12 July 2013

Flat-Out Friday: Your Depression is Special


To be clear, the following rant is not applicable to those of you/us that have an on-going working relationship with our mental disabilities. This is for those people who aren't actually depressed at all but think their online self-diagnosis means they are most likely suffering from the most rare and deadly brain tumour possible, or that their depression is so fathomless and unique, when they actually grieving/pissed off/misanthropic.

You know the people. The ones that you want to pat on the head and say, "Yes, your depression is special, just like everyone elses". The ones that, in most cases, walk into the office and say "I'm feeling sad today" while it's pouring rain outside. (Duh. Weather affects your mood.
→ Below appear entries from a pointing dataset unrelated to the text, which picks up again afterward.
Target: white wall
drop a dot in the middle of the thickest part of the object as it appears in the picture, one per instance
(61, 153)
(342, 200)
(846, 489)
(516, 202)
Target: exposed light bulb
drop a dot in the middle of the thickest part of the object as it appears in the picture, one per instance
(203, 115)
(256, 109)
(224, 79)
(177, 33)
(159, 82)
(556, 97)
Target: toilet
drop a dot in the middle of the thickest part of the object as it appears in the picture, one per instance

Happens to all of us.) The ones that claim to everyone who will listen, "I'm so depressed", and then spend hours telling you about how depressed they are.

THOSE people.

Since long before all this accident hoopla, I have suffered from migraines, which are (from Wikipedia): typically [the headache is] unilateral (affecting one half of the head) and pulsating in nature, lasting from 2 to 72 hours. Associated symptoms may include nausea, vomiting, photophobia (increased sensitivity to light), phonophobia (increased sensitivity to sound) and the pain is generally aggravated by physical activity.[3] Up to one-third of people with migraine headaches perceive an aura: a transient visual, sensory, language, or motor disturbance which signals that the headache will soon occur.[3]

If you've ever had one, you know that the paragraph above doesn't do them justice. I have gotten them since I was a little girl. My teachers used to tell my mother that I couldn't possibly have a headache all the times I said I did and accused me of lying about it to get out of school. I have spent cumulative months of my life in bed with a cold cloth over my eyes trying desperately not to vomit again. You don't understand them until you've really actually had one. In my case, they're a familial inheritance. More than once I've suddenly lost half the vision in one eye - a real hassle while in the middle of a retail shift. But I deal. It's what we do.

And yet, I have met so many people who claim they have them as well but in reality have no blithering idea how to tell migraines from plain old headaches. I detest people who arbitrarily announce, "Oh my head! I'm having a migraine". Please. You might be able to fool the masses, but for people who know the stages you're not passing muster. If you actually had one and were into the third stage (the phase where it begins to cause pain), you'd be prone on the floor, blinded by the light, unable to move in case the world suddenly shifted its axis thereby making you terribly vomitous, NOT walking around, hand on forehead, proclaiming loudly that you were experiencing one.

To bring this back around to the original topic, I equate people who are all, "Woe is me, I'm so depressed" to migraine fakers. You know that The Princess Bride quote? "That word you are using. I do not think it means what you think it means."

That.

Again, those of us who have experienced real depression are not fooled. Real depression would never let you out in public to proclaim your suffering to the world. Real depression is what makes you hide in a corner behind the furniture because you can only deal with the small, tidy space under the bed right now. It makes you cry, uncontrolled and unstoppable, for hours on end, unable to explain why in words even if you knew why, and you never know why. It makes you barely able to open your eyes, and when you do everything is so chaotic and impossible that even if you're sleeping in your own bed all you can do is close those eyes again and fall back to sleep. You cannot:

  • Log onto your favourite social media site and soliloquise about your sadness;
  • Go back to said site every two minutes to read the comments people have made, proceeding to then make your own comments on those comments;
  • Leave the house and attend a social function only to spend the whole time sighing, "I don't know why I bothered coming. I'm so depressed".
Depression goes beyond an uncontrollable sadness. It's something deep inside you that stops you from being you. It throws a huge stick into the gears of your being, causing you pain and suffering and hurt and sorrow. Sometimes when I'm feeling low, I end up spiralling further downward with the realisation that I cannot fix it nor can I stop it. It is a soul-sucking liche that wears a black hooded cloak and has no face, and unlike all those fantasy books, there is no magic sword that can drive it away.

The only weapon we have against it is time and release. Weathering that time might take some pharmaceuticals to get you through, and achieving that release might take hours of time talking about it, but those of us that struggle with real depression understand these are all tools to help ourselves. We don't stand around waiting for other people to sympathize. We take action.

So for all those posers out there: if you stand there in your hipster shoes and proclaim to me how depressed you are, take no offense when I take action and smack your face. It is simply a test of my strength against your apathy.

1 comments:

Unknown said...

Face-smacking sounds suitably cathartic. And it doesn't come with side effects -- unless, of course, the other person slaps you right back!